Luckily, this was a thought I didn’t have to wade around in because, as I might have suspected, Mother was tapping a pettish foot. Right in the middle of fairly sincere applause, just when Delight was getting set to be ‘at it’ again, Mother rose in a lovely cloud of new Balmain and that was the end of the party for us.
Mother grabbed me into her limousine to drive back to the Tamberlaine. I was so tired that I didn’t know whether I objected or not. It just seemed natural that mother and son should be together.
We got home ahead of the others and Mother took me with her into her room. It had been years since she’d done that. Going to bed was one of the things that Mother did alone. But that night she kicked off her slippers and dropped down on the bed with a sigh.
‘Nickie dear.’
‘Yes, Mother.’
‘You’re not still horrified — about Steve and everything?’
‘I guess not, Mother.’
‘You’ve got to fight, dear. That’s something you’ll realize when you’re older. If you want to get to the top and stay there, you must fight, fight, fight every minute of the day.’
‘Yes, Mother.’
She reached up behind her neck and unclasped her pearls. For a moment she held them up in front of her and, as she lay there, watching them, something about her expression made me realize that, for some people, certainly not for me, pearls and triumphs and all that could have their points.
‘Darling.’
‘Yes, Mother.’
‘I’m so tired I can hardly move. Put the pearls away, dear.’ She dangled the pearls towards me. I took them. Her jewel box was on the pink vanity in front of the mirror. I opened it to slip the pearls in. Then the pearls just stuck to my hand because, neatly folded in one of the compartments, was a photostat. Shivering all down my spine like Tray, I picked it up and then the shivers got out of control because under it, folded too, was a letter — no, not a letter, THE letter, which had been hidden where ‘no one would ever, ever find it'. I knew it was THE letter because I recognized Norma’s familiar sprawling handwriting at once. As I stood, gazing blindly, two sentences glared up at me from the part that was on top.
‘ … not only me. Ask my former husband, Roger Renard. He was actually there when she did it …’
Did it! Did — what? Not the secret marriage. You don’t do marriages. Then …
‘Mother.’
My voice must have given me away because she was at my side in a flash.
I dropped the photostat down on the letter. I didn’t know what to do, didn’t know how to play this because I wasn’t angry or righteous or anything. I just felt I wanted to die.
‘What is it?’ Mother’s voice was shrill. She was grabbing up the photostat and then the letter. ‘Nickie, but Nickie …’
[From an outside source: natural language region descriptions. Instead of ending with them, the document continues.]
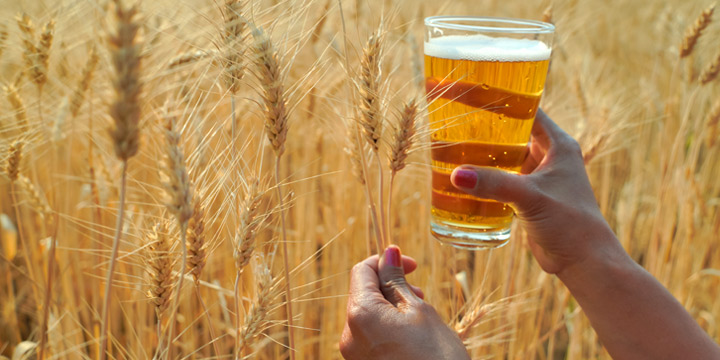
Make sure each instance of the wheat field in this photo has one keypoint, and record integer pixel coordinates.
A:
(199, 154)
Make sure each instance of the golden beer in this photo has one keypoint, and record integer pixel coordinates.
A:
(483, 95)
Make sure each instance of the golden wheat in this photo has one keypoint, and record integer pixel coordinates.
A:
(693, 33)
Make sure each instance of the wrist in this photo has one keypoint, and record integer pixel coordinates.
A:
(603, 265)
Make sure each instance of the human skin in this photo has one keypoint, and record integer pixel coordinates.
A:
(387, 318)
(634, 316)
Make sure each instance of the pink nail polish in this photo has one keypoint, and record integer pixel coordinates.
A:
(392, 256)
(464, 178)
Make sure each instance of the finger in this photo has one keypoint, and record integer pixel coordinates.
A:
(547, 133)
(418, 291)
(534, 157)
(492, 183)
(392, 279)
(364, 281)
(409, 264)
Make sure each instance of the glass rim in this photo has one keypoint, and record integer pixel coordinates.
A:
(533, 26)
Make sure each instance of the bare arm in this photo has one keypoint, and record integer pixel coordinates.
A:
(632, 313)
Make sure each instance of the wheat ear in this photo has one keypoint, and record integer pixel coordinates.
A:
(547, 14)
(370, 86)
(3, 38)
(274, 99)
(125, 112)
(256, 318)
(711, 71)
(161, 261)
(693, 32)
(244, 244)
(713, 125)
(13, 97)
(197, 258)
(234, 44)
(179, 192)
(402, 142)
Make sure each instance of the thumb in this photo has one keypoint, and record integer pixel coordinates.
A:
(392, 279)
(492, 183)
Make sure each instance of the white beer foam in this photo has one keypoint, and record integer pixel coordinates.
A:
(485, 48)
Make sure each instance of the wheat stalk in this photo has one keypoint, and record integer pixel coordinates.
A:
(547, 14)
(713, 125)
(78, 96)
(403, 136)
(234, 48)
(250, 221)
(255, 320)
(693, 32)
(125, 112)
(37, 200)
(13, 97)
(188, 58)
(274, 99)
(3, 38)
(179, 191)
(12, 168)
(196, 242)
(353, 150)
(369, 86)
(402, 142)
(244, 243)
(711, 71)
(161, 261)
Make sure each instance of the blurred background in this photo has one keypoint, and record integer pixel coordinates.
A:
(646, 117)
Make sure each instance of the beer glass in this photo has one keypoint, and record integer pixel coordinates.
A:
(484, 78)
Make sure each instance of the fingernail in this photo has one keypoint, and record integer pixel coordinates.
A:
(464, 178)
(392, 256)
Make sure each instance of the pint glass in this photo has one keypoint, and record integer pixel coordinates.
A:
(484, 78)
I didn’t look at her. I just stood there and I said,
‘So you did do it. Norma. And then, tonight, knowing Steve would fix it all up for you — Sylvia.’
‘Nickie.’
Her voice was anguished but it was far too late for Mother’s effects to do anything to me anymore.
‘Nickie,’ she cried again and then her steel hands were on my arms, pulling me around, forcing me to look at her.
‘Nickie, Nickie, believe me. I didn’t know those things were in the jewel box. I never saw them. I swear it. Someone put them there. Someone … Nickie, Nickie, darling ...’
‘If you want to stay on the top ... ‘ I heard my own voice and its bleak, winter chill seemed to belong to someone quite different. ‘If you want to stay on the top, you’ve got to fight, fight, fight every minute of the day.’
‘But, Nickie …’
There was a thing going on in my eyes. For a moment I didn’t know what it was — a sort of prickling sensation. Then I realized. I’d forgotten crying felt like that.
Her hands were still on my arms. I tugged myself free. I ran to the door.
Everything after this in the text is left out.